Keller's life consists of music and memories. He seems hostile and closed up from a life of pain and betrayal, which causes music to lose it's beauty and causes Keller to hate himself. Keller unfolds his tragic wisdom to Paul though their piano lessons and attempts to teach him about life, with his riddles and bizarre sayings that can be taken two ways. Keller teaches Paul more about life than music.
Paul needed Keller; he needed him to bring him back from his world of self satisfaction. Keller thought of him as arrogant, he said that "the boy (Paul) is too given to self satisfaction. The self satisfaction go no further." Keller tries to give Paul what he was could not get from anyone else, wisdom of life. When Paul reads a bizarre article that was to enter Keller's "textbook" he asks if he could take it home. Keller tells him to take the whole thing. That was not an act of kindness, Keller had been intending Paul to read the book. He wanted to show Paul the pain of the world; he wanted him to be shocked into learning how horrible life can be. He wanted him to know what to expect in life. Keller was a happy man, he hated himself and he lived life to in the worst manner he could. He made the textbook so he could be in a content state of sadness. Giving Paul was not to make him sad to but to force him to see what is really there. Keller ignored what were there many years before and he didn't want Paul to make the same mistake. He liked Paul (even though he had not admitted it) and he wanted him to live the happy life that he could not have.

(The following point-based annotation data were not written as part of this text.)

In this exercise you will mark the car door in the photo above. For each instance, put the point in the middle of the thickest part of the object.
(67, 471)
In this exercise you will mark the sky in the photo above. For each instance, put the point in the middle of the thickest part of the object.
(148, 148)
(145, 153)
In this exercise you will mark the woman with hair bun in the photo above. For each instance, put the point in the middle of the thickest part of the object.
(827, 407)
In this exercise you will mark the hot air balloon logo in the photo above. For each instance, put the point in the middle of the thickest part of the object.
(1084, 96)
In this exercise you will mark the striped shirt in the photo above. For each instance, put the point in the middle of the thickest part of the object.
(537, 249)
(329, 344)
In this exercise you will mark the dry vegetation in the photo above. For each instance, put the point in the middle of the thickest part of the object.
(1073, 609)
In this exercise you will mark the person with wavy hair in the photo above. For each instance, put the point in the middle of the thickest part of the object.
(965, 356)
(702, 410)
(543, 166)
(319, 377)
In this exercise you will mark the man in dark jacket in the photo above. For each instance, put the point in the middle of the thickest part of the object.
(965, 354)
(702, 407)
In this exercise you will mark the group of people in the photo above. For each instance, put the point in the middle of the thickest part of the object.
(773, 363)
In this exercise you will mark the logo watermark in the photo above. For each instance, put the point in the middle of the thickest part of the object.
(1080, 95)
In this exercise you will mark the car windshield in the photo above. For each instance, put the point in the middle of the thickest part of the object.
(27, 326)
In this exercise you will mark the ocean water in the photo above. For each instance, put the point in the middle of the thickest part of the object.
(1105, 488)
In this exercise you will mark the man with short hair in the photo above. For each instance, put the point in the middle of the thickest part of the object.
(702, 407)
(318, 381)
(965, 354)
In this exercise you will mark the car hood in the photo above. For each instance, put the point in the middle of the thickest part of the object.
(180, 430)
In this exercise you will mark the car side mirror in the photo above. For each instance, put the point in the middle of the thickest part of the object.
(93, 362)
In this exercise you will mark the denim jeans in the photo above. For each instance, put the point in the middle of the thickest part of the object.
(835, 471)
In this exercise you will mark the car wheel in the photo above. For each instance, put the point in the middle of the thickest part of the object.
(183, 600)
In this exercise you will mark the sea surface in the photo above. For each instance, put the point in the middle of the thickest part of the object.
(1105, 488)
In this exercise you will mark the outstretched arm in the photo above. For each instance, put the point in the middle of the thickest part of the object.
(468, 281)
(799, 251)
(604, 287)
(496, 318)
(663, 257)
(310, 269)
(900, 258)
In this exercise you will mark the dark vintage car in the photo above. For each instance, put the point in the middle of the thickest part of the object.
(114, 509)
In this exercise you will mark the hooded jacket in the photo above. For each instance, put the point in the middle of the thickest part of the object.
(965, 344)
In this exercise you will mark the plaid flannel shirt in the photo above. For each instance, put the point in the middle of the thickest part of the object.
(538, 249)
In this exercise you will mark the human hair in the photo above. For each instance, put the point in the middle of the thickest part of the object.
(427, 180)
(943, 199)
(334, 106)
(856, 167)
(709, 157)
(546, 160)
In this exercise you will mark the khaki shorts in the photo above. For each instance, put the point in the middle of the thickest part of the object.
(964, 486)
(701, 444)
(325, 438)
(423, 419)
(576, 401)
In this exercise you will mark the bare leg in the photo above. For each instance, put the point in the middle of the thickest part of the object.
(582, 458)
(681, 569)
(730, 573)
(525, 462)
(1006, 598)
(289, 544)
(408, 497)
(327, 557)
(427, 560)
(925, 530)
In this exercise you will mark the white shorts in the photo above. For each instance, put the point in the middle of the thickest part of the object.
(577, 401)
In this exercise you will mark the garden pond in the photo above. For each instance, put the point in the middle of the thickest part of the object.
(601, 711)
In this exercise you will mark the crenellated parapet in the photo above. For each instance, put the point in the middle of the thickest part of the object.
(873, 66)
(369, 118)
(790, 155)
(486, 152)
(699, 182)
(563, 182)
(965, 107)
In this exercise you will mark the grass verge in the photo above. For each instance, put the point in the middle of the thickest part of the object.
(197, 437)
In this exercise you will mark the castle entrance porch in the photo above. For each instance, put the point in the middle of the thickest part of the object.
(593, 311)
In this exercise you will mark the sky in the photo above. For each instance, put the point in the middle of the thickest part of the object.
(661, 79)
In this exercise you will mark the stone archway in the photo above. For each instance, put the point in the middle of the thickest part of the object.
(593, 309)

Keller was not an open person; he did not speak his mind. But he left clues on what he felt and wanted. He gave riddles and sayings to Paul when teaching him to better the piano, which had secret meanings about life. Everything he said could have been taken two ways, a way of life and a way of music. Paul had to think and wonder what the meanings where, he said, "it is something that still puzzles me today" when recollecting about Keller's words.